THG - which this week revealed a takeover approach from Apollo Global Management - said group revenues for 2022 stood at £2.2bn, up 2.7% on 2021. Its adjusted EBITDA earnings figure was £64.1m.
THG, formerly The Hut Group, has also carried out a restructure this year - and BusinessLive revealed this month that 180 roles were at risk of redundancy at its THG Studios arm.
READ MORE: THG reveals takeover approach from Apollo Global Management
THG also reported today that first quarter sales for this year were down 8.6% on 2022. But it said this was “largely as planned, as a result of prioritising higher margin sales”.
The group added: “The Board anticipates FY 2023 Group revenue growth across continuing divisions of low to mid-single digit. Adjusted EBITDA is expected to be in line with the company consensus, with a significant weighting to the second half of the year.”

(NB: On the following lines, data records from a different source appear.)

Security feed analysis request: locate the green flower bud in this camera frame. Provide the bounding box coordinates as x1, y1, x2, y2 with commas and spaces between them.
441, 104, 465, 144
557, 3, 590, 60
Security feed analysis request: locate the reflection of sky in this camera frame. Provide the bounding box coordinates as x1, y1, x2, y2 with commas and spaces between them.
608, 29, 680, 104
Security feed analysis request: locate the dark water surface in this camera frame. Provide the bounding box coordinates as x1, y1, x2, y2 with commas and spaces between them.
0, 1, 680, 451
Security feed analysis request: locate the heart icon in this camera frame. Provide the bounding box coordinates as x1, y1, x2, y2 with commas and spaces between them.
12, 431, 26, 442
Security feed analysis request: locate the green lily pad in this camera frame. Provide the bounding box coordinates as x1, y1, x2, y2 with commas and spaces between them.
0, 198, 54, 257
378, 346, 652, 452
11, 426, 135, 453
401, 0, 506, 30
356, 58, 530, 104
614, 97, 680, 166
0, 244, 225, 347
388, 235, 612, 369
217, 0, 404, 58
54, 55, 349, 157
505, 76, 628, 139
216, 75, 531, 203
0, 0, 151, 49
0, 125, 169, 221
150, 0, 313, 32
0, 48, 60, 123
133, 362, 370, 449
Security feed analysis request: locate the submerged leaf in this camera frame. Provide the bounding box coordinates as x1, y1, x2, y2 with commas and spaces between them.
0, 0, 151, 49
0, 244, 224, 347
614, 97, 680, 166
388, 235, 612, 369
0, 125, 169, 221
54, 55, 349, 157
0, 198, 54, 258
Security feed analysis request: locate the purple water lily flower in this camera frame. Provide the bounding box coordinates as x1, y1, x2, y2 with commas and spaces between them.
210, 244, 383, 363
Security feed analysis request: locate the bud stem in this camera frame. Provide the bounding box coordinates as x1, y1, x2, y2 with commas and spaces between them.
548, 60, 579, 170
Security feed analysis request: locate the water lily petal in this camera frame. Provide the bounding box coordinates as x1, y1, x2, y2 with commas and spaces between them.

Matthew Moulding, CEO of THG, said: “We continue to make good progress on executing our strategy of building a leading digital-first consumer brands group, powered by our own technology and global fulfilment operations. I am hugely proud of the THG team who have delivered another record revenue performance.
"While FY 2022 adjusted EBITDA was not where we planned at the start of the year, this was largely the result of our strategy to minimise the impact of inflation upon our customer base. This investment in their retention, and longer term growth, was the principle driver behind the reduction in gross margin.
"The challenging macro and inflationary environment required decisive action across the business with around £100m of efficiency savings delivered. A much-improved outlook on many key cost inputs gives us confidence in an improved financial performance as the year progresses.
"In THG Ingenuity, we appointed a highly experienced CEO to focus on long-term, higher value enterprise accounts. The repositioning of the division is on track with the strategy now paying dividends, evidenced by recent announcements and a strong 2023 pipeline.
"We are nearing completion of a three-year major infrastructure investment programme. While this has inevitably involved significant investment and transition costs, the less than 2-year return on investment is pleasing. The global capability it now provides gives us increased confidence in our ability to continue to capture market share whilst accelerating both profitability and free cash flow generation.
"We have the technology infrastructure and the global fulfilment capability which, coupled with our continuous engagement with our millions of customers worldwide who love the high-quality products we present to them leaves us well positioned to capitalise on this path of growth."
Shares in THG rose more than 40% yesterday morning after the company confirmed it had received a "highly preliminary and non-binding indicative proposal" from Apollo Global Management.